While there remains massive uncertainties about the Tory’s Brexit plans – the Tory government lost two court cases and two parliament votes already over the lack of a plan – basic evidence proves that a deal has to be written by late 2018 to meet its deadline.
This matters because the Brexit deal is likely to make the UK poorer, and will bring threats to trade, Scotland’s universities, agriculture, the rights of EU citizens here, and the right of all Scots to work and travel in Europe.
Making a deal
The main confusion over this timetable comes from mistaking the March 2019 deadline for legally exiting the EU with a ‘Brexit deal’ document being agreed.

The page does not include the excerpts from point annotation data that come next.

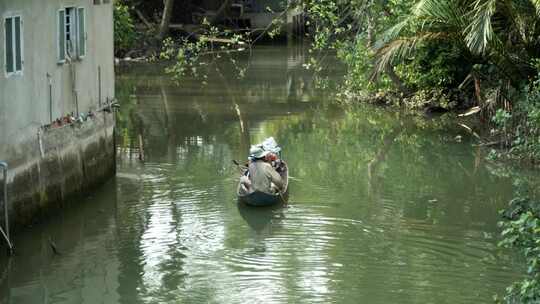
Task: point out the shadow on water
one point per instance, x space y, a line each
259 218
384 207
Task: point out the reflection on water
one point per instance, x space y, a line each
384 207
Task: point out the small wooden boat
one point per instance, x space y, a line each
258 198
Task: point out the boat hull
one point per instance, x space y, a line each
262 199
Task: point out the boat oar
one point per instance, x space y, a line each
240 167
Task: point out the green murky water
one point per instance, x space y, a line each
384 207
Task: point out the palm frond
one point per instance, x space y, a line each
400 49
536 4
393 33
479 33
440 11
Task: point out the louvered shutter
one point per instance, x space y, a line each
61 36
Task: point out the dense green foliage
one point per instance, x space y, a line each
124 29
522 232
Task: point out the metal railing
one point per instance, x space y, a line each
5 231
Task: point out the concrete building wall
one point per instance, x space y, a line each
25 104
25 98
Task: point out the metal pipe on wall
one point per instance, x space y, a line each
5 233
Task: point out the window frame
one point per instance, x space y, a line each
75 34
12 17
81 55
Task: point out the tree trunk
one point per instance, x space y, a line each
396 80
220 11
166 18
370 25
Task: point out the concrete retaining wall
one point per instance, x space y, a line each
58 163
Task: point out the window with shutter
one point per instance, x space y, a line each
81 33
71 34
18 44
13 32
9 45
61 36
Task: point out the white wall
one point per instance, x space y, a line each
24 100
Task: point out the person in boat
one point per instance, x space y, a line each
262 176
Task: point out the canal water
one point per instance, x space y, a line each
385 207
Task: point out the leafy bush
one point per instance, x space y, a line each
521 231
124 30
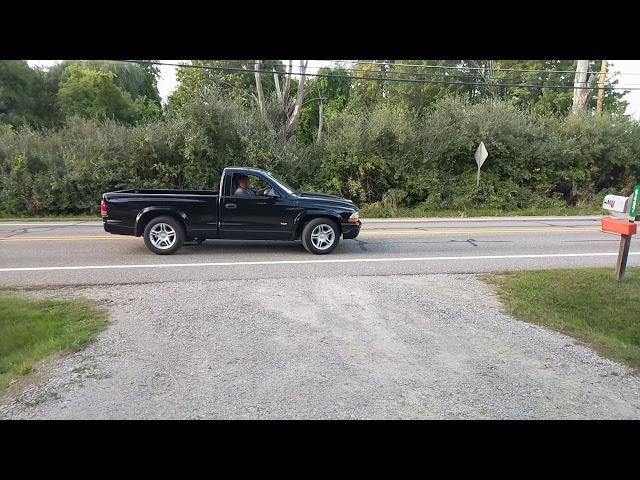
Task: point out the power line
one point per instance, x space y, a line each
458 67
465 67
385 79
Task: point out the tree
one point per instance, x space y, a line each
23 95
326 96
225 76
94 94
288 111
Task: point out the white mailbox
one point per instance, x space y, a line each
616 204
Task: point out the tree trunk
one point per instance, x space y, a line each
581 94
601 83
260 99
319 137
297 110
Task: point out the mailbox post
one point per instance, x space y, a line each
619 207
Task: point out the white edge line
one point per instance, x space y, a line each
299 262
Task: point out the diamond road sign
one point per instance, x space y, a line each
481 154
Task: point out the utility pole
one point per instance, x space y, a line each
581 94
603 74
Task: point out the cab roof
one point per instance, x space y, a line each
248 169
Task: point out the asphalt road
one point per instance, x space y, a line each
81 253
391 325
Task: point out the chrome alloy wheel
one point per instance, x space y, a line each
323 236
162 236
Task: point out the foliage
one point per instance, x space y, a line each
94 94
386 156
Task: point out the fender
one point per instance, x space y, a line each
148 212
310 214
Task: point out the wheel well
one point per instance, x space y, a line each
307 218
147 217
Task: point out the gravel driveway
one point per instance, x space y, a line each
419 346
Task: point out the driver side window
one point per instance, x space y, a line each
256 185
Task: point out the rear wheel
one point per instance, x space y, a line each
320 236
164 235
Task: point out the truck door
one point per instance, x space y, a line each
256 216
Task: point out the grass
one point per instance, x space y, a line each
378 211
31 330
587 304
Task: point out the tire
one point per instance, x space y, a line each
159 244
314 241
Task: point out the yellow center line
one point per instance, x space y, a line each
481 230
48 239
370 233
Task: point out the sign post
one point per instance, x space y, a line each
618 224
480 156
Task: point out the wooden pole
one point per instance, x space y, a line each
601 83
581 94
623 254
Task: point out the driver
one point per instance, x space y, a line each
243 189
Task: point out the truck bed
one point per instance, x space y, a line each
166 192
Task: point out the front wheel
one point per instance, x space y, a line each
320 236
164 235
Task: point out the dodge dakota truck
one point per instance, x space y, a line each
251 204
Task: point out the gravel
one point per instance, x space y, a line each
401 346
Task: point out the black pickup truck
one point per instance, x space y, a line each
251 205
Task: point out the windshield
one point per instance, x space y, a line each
281 184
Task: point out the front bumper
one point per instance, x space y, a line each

First Minister Nicola Sturgeon set out her thoughts on how this would relate to the date of a Scottish referendum: “And what we know is that on the timetable set out by the prime minister, the shape of the Brexit deal will become clear in the autumn of next year – ahead of ratification votes by other EU countries.
“That is therefore the earliest point at which a referendum would be appropriate.”
The Brexit timetable is very tight. The EU Commission, led by negotiator Michel Barnier, said he would expect “an Article 50 deal reached by October 2018”.
— Michael Gray (@GrayInGlasgow) March 14, 2017
That means the terms of exit, the rights of EU and UK nationals, and what will happen next will have been decided by that point.
Why is the final EU legal deadline March 2019?
Article 50 of the Lisbon Treaty gives exiting EU states up to two years to agree terms. Once a deal is agreed it has to be ‘ratified’, which means gaining the support of the UK and EU parliaments. This process will take months in total – so the EU aim to have a deal agreed in advance. There has to be an EU deal before ratification begins, so a deal has to be agreed in 2018 for Brexit to have any chance of meeting the deadline.
What if the Brexit talks fail?
This would be a calamity for the Tory Government. It would mean exiting the EU on World Trade Organisation (WTO) terms for trade – pushing up huge tariffs on UK goods, and threatening the stability of services.
No deal would be an even clearer example of the threat from Tory Brexit to the Scottish economy, and make the case for independence stronger.
Whatever the outcome, between Autumn of 2018 to the Spring of 2019, it will become clear what Scotland’s options will be.